Some words of wisdom from David Ogilvy

by damian on July 29, 2009

ogilvy on advertising

I emailed Sean Triner last week, but he was on his holidays, so I got his very entertaining out of office reply. After thanking his clients, providing alternative contact details for his colleagues, and plugging his blog he finished off with:

Still reading?  Well I guess you have time to spare - so if you haven’t already, take this time to order “Ogilvy on Advertising” - you can get it from www.amazon.com.

I know I shouldn’t admit it, but I haven’t read said book - even though it’s been on my list of books to read for ages. So, inspired by Sean, I dropped into my local bookshop and picked it up. I’m only one chapter in but I’m having to resist the temptation to underline large chunks of text and scrawl notes in the margin reminding me to tell so-and-so about this or that piece of wisdom.

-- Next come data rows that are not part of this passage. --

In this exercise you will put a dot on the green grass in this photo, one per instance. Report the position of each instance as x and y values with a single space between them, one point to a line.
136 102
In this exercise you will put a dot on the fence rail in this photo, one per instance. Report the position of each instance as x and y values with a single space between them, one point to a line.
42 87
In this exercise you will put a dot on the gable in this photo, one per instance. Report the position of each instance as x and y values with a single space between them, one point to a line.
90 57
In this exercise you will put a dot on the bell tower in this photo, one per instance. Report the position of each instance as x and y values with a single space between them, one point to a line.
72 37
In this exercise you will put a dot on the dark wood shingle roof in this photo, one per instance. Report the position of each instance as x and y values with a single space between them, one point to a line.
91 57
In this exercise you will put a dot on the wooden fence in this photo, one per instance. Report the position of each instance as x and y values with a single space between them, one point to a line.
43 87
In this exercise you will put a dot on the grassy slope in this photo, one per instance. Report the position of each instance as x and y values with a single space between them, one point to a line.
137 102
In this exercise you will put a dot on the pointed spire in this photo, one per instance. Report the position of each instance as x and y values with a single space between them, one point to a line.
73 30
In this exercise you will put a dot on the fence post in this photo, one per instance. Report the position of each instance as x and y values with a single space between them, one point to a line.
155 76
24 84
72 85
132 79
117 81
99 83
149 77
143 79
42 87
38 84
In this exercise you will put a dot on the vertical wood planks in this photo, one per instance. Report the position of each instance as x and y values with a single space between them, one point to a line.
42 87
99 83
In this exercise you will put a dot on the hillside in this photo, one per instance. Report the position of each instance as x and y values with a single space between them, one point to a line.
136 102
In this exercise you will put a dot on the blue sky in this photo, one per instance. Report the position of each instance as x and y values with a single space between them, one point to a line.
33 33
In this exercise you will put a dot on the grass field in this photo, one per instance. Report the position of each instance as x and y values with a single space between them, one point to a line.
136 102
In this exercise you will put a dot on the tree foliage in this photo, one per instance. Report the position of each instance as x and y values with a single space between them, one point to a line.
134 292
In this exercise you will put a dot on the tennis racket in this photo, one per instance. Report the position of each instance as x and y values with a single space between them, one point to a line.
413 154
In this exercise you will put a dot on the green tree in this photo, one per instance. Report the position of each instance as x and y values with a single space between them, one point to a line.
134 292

Anyway, I thought I’d share, in no particular order, some of the words of wisdom that have already inspired me from the book (which you can buy here)

On big ideas:

It will help you recognize a big idea if you ask yourself five questions:
1. Did it make me gasp when I first saw it?
2. Do I wish I had thought of it myself?
3. Is it unique?
4. Does it fit the strategy to perfection?
5. Could it be used for 30 years?

(yes, he did say 30 years.)

For the next time you CEO says s/he’s tired of your longest running, best performing campaign:

If you are lucky enough to write a good advertisement, repeat it until it stops selling. Scores of good advertisements have been discarded before they lost their potency.

To keep you focussed when you’re writing the brief for your next campaign:

Most campaigns are too complicated. They reflect a long list of objectives, and try to reconcile the divergent views of too many executives. By attempting to cover too many things, they achieve nothing.

On juvenile mistakes:

Advertising agencies waste their client’s money repeating the same mistakes. I recently counted 49 advertisements set in reverse (white type on black background) in one issue of a magazine, long years after research demonstrated that reverse is difficult to read.

On ’story-appeal’, and the importance of details

One of his [Harold Rudolph] observations was that photographs with an element of ’story appeal’ were far above average in attracting attention. This led me to put an eye-patch on the model in my advertisements for Hathaway shirts.

(more of this subject in Aline Reed’s terrific post here)

And finally (for now) on direct response:

For all their research, most advertisers never know for sure whether their advertisements sell. But direct-response advertisers… know to a dollar how much each advertisement sells. So watch the kind of advertising they do.

In their magazine advertisements, general advertisers use short copy, but the direct response people invariably use long copy. Who, do you suppose, is more likely to be right?